Query: transaction Id1,Id2 startswith=login endswith=logout keepevicted=true
A unique event is mapped by combination of Id1 and Id2
I want to map all users who have logged in and logged out in the window
Also all users who have logged in but not logged out
And finally users who have logged out in the given time frame.
I am not sure how can I use subsearches or xyseries to optimize this query.
Can you paste your whole query? I strongly suggest users not to use the transaction command as it's non-streaming (i.e. forces the results to be pushed to the search head which loses the parallalism of Splunk).
index=shop sourcetype="shop1" (component=logout) OR (component=login) Id1!=NULL
|transaction Id1,Id2 startswith=login endswith=logout keepevicted=true
| eval ltime=relativetime(now(),"-15m")
| eval duration=if(match(api,"logout"),time-ltime,if(match(api,"login"),now()-max(time),duration))
| convert dur2sec(duration) AS duration
| search duration>360
|stats sum(duration) as watchtime, count(Id1) as totalIds by Id2
|eventstats sum(totalIds) as total
|eval totaltime =round(time/60,2),quoten=(totalIds/total)*100
|lookup userLookup Id2 as Id2 OUTPUT username as username
|table Id2, username,totaltime, total_Ids,quoten,average | sort -quoten
Transaction, while a powerful command, is also very resource-intensive. When possible, you should always try to use stats, eventstats or streamstats instead of transaction.
This method gets you what the transaction got you, but with much less machine cost.
index=shop sourcetype="shop1" (component=logout) OR (component=login) Id1!=NULL | fields _time Id1 Id2 api component | eval login_time=case(component="login",_time) | eval logout_time=case(component="logout",_time) | rename COMMENT as "Assign a login group number to each login for each Id combination" | sort 0 _time | streamstats count(login_time) as groupno by Id1 Id2 | rename COMMENT as "Calculate the duration of each group" | stats min(login_time) as login_time max(logout_time) as logout_time range(_time) as duration by Id1 Id2 groupno | rename COMMENT as "Set defaults for missing logins and logouts" | eval login_time=coalesce(login_time, some default start time of your choice...) | eval logout_time=coalesce(logout_time, some default end time of your choice...)
From that point, your logic should be pretty much the same.

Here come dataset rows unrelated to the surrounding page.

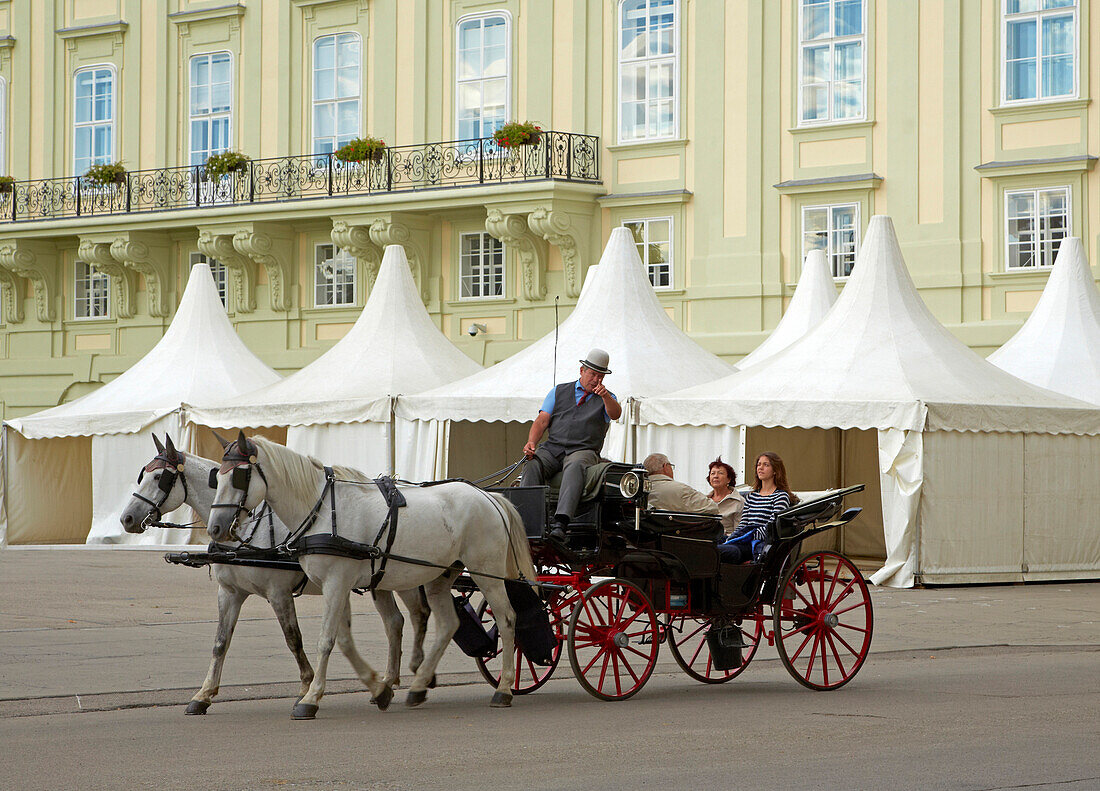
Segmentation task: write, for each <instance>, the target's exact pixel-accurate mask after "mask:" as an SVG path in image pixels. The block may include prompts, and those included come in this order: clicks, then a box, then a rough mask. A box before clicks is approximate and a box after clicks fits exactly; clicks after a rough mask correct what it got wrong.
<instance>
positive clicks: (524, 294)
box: [485, 209, 547, 300]
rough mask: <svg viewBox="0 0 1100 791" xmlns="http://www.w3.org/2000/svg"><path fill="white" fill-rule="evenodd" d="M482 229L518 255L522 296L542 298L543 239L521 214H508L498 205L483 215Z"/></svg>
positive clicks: (539, 298) (544, 246)
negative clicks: (510, 214) (530, 229)
mask: <svg viewBox="0 0 1100 791" xmlns="http://www.w3.org/2000/svg"><path fill="white" fill-rule="evenodd" d="M485 230H486V231H488V234H489V235H491V237H493V238H495V239H499V240H500V241H502V242H503V243H504V244H506V245H508V246H509V248H511V249H513V250H515V251H516V253H517V255H518V256H519V281H520V283H521V284H522V288H524V298H526V299H530V300H538V299H542V298H544V297H546V295H547V283H546V275H547V255H546V243H544V242H543V241H542V239H541V237H538V235H536V234H535V233H531V231H530V229H529V228H528V226H527V220H525V219H524V216H522V215H507V213H505V212H503V211H500V210H499V209H489V210H488V213H487V215H486V217H485Z"/></svg>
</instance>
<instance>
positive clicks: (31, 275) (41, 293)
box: [0, 240, 57, 323]
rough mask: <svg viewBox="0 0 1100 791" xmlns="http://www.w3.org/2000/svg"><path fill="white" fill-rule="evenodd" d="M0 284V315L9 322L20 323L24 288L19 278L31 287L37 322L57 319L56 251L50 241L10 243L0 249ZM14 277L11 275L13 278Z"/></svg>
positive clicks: (21, 317)
mask: <svg viewBox="0 0 1100 791" xmlns="http://www.w3.org/2000/svg"><path fill="white" fill-rule="evenodd" d="M0 267H2V270H0V284H2V285H3V304H4V314H5V315H7V316H8V320H9V321H11V322H12V323H18V322H20V321H22V320H23V318H24V316H23V298H24V296H25V292H24V287H23V283H22V281H20V279H19V278H20V277H25V278H27V279H29V281H30V282H31V284H32V285H33V286H34V308H35V311H36V314H37V317H38V321H54V320H55V319H56V318H57V309H56V307H55V306H56V296H57V248H56V246H55V245H54V244H53V243H51V242H32V241H26V240H11V241H8V242H4V243H3V244H2V246H0ZM13 275H14V276H13Z"/></svg>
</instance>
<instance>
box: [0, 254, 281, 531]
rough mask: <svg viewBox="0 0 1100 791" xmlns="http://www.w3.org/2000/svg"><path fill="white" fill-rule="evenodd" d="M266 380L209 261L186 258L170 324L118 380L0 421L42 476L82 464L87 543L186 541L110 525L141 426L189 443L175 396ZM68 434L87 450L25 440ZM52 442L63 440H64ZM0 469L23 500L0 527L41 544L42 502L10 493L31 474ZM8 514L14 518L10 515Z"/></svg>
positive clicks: (124, 499) (142, 433) (9, 491)
mask: <svg viewBox="0 0 1100 791" xmlns="http://www.w3.org/2000/svg"><path fill="white" fill-rule="evenodd" d="M276 380H278V374H276V373H275V372H274V371H272V370H271V369H270V367H267V365H265V364H264V363H263V362H262V361H261V360H260V359H259V358H256V356H255V355H254V354H253V353H252V352H251V351H249V349H248V348H246V347H245V345H244V343H243V342H242V341H241V339H240V338H239V337H238V334H237V332H235V330H234V329H233V327H232V325H231V323H230V322H229V318H228V317H227V316H226V309H224V308H223V307H222V304H221V300H220V299H219V298H218V290H217V287H216V286H215V283H213V278H212V277H211V275H210V267H209V266H207V265H206V264H196V265H195V266H193V267H191V272H190V277H189V278H188V282H187V288H186V289H185V292H184V295H183V297H182V298H180V300H179V307H178V308H177V310H176V315H175V317H174V318H173V320H172V323H171V325H169V327H168V329H167V330H166V331H165V333H164V337H163V338H162V339H161V340H160V341H158V342H157V344H156V345H155V347H153V349H152V350H151V351H150V352H149V353H147V354H145V356H143V358H142V359H141V360H139V361H138V362H136V363H134V364H133V366H132V367H130V369H129V370H128V371H125V372H124V373H123V374H121V375H120V376H119V377H118V378H114V380H112V381H111V382H108V383H107V384H105V385H103V386H102V387H100V388H98V389H96V391H94V392H92V393H89V394H88V395H86V396H84V397H81V398H77V399H76V400H74V402H70V403H68V404H63V405H61V406H56V407H53V408H50V409H44V410H42V411H40V413H35V414H34V415H30V416H27V417H23V418H13V419H11V420H7V421H5V424H4V425H5V429H10V430H12V431H15V432H18V433H19V435H20V437H19V440H21V442H20V448H21V449H24V450H25V449H31V448H34V449H36V450H37V451H38V452H41V453H46V454H47V455H51V458H52V464H51V466H50V470H48V472H47V474H50V475H55V474H56V475H61V476H63V477H74V476H77V477H78V476H79V473H78V472H76V470H78V469H90V482H91V497H90V498H91V505H92V507H91V526H90V530H89V531H88V534H87V541H88V542H89V543H100V542H102V543H184V542H188V541H189V540H190V537H191V531H190V530H147V531H146V532H145V534H142V535H140V536H131V535H129V534H125V532H124V531H123V530H122V527H121V525H120V524H119V514H120V513H121V510H122V507H123V505H124V504H125V502H127V501H128V499H129V497H130V492H131V491H132V490H133V481H134V477H135V476H136V474H138V471H139V469H140V466H141V464H142V463H144V462H146V461H149V460H150V459H151V458H152V455H153V452H154V449H153V444H152V442H150V439H149V436H147V435H146V433H145V432H146V431H151V430H155V431H162V432H163V431H171V432H172V435H173V437H174V439H175V440H176V441H177V443H178V446H179V447H180V448H190V446H191V437H190V433H189V432H188V431H187V430H186V429H185V428H184V426H183V424H182V421H180V411H182V407H183V405H184V404H185V403H191V404H205V405H208V404H213V403H218V402H219V400H221V399H224V398H227V397H232V396H235V395H238V394H240V393H241V383H248V385H250V386H255V385H256V384H261V385H267V384H270V383H272V382H274V381H276ZM74 437H91V441H90V444H88V449H89V451H90V452H87V454H86V453H85V452H80V453H77V454H72V453H64V452H58V453H53V452H52V451H51V450H50V448H51V443H50V442H42V443H41V444H34V443H32V444H25V442H26V441H27V440H34V441H42V440H52V439H61V438H74ZM13 439H14V438H9V442H8V443H7V447H8V452H9V454H10V452H11V450H12V448H11V446H12V444H13V443H14V442H13ZM56 444H57V447H58V448H65V447H68V446H67V444H66V443H64V442H58V443H56ZM81 447H84V446H81ZM9 459H10V455H9ZM61 466H66V468H67V466H73V468H74V470H62V469H59V468H61ZM4 471H5V479H4V486H5V488H7V495H8V499H9V501H18V502H20V503H21V504H22V505H23V507H21V508H20V510H19V513H18V514H15V513H12V509H11V508H9V513H8V523H7V524H4V525H0V532H2V534H3V535H4V536H7V534H8V531H9V530H10V531H11V532H12V534H13V535H18V536H19V537H20V538H19V540H20V541H21V542H27V543H35V542H38V541H37V540H36V536H46V537H47V538H46V539H45V541H48V540H50V539H48V536H50V535H51V529H52V528H51V526H50V525H48V524H46V519H47V513H46V509H47V508H48V504H45V503H43V504H42V505H41V506H36V505H35V503H36V502H38V501H41V497H34V498H29V497H24V496H23V493H22V492H20V491H18V490H19V487H20V486H24V487H26V486H35V485H36V483H35V481H33V480H31V479H30V477H29V476H26V475H23V474H21V471H19V470H14V469H13V468H12V464H11V463H5V464H4ZM13 488H14V490H17V491H13ZM17 518H18V519H19V520H20V523H19V524H15V521H14V520H15V519H17ZM165 518H166V519H167V520H175V521H187V520H188V519H189V510H188V512H187V515H184V513H182V512H177V513H175V514H172V515H165Z"/></svg>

Note - your logic shows both fields
api as being tested for values "login" and "logout". We assumed
component was correct.
I did step 14,15 (coalesce) before I did stats(step 11) so that he counts the evicted results as well. And instead of range I just use eval to substract time between logout and login. Somehow range was not able to calculate the correct duration. Thank you for your help.